Some SEIS founder shareholder traps
In cases where a founder shareholder will own no more than 30% of a start-up company’s share capital after a SEIS fund raising, SEIS relief is potentially available to the founder. A typical case may involve two founders who set up a company with one share each, paying £1 for each share. This is then followed by a SEIS funding from friends and family, with the founders putting in money as part of this funding. Following the funding, the founders’ percentage interest in the company’s share capital is diluted to no more than 30% each and so it would appear that they can satisfy the SEIS requirement that they hold no more than 30% of the share capital.
One trap arises from the fact that this 30% restriction applies in the period starting with incorporation of the company and ending three years after the issue of the SEIS shares. So holding a 50% interest in the period preceding the SEIS issue precludes the founder from claiming SEIS relief on his subsequent investment. This problem can be avoided if during the period preceding the SEIS issue, the company does not trade or make preparations for carrying on its business, but this will often not be possible. So it may be better to consider whether it is possible to have a greater number of individuals (who are not “connected” in tax terms) involved at the stage of formation of the company such that none has more than 30%.
Another point to note is that SEIS will not be available if, in the same period, the investor is an employee without also being a director.
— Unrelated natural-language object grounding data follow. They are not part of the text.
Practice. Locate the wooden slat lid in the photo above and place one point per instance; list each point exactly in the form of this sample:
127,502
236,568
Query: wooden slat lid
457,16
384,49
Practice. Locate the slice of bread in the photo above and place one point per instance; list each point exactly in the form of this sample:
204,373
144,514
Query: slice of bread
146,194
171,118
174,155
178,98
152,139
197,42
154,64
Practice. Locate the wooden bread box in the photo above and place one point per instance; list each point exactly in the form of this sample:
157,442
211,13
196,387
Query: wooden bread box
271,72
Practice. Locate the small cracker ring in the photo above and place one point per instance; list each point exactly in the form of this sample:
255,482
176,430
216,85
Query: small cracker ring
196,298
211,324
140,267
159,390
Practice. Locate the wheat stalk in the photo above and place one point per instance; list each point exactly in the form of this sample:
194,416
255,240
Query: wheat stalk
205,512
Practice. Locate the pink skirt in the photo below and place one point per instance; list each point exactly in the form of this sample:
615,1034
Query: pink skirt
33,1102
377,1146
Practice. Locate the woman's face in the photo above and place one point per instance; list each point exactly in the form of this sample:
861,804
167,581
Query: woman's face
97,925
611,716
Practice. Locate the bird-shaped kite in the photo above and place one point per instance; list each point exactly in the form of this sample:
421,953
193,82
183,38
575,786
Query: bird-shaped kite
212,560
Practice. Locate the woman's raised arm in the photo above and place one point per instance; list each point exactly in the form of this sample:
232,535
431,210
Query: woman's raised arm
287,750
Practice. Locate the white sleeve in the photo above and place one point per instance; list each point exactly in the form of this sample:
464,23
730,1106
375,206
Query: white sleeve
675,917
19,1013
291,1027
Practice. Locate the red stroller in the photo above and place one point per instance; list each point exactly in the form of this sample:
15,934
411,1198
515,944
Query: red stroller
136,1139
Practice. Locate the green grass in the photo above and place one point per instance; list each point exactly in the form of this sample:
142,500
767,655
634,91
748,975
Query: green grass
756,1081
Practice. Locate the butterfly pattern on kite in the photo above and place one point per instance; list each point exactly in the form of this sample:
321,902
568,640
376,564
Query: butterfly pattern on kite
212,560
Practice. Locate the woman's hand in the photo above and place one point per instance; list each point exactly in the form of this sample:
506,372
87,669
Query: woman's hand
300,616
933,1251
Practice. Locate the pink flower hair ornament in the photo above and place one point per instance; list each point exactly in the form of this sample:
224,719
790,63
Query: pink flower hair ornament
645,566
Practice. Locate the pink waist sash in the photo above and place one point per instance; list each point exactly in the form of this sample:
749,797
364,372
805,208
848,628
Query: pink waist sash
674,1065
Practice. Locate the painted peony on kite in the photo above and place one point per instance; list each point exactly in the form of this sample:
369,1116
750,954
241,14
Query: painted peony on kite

So, typically, any founder who may be looking for SEIS relief should be appointed as a director from the outset.
If such problems are circumvented, it should also be appreciated that the share issued to the founder on formation of the company is unlikely to eligible for SEIS relief. This is of no consequence in terms of income tax relief, in view of the tiny amount paid for that share. However, if that share comes to represent more than a minimal amount of the founder’s total post-SEIS funding shareholding, this will have an impact on the extent to which a sale of the total shareholding at a future date can benefit from the CGT exemption. This problem can be addressed by ensuring that the initial share issued on formation is diluted to an insignificant proportion of the founder’s shareholding after the SEIS funding; i.e. by careful management from an early stage of the number and denomination (e.g. use of shares of 1p each on company formation) of shares to be issued.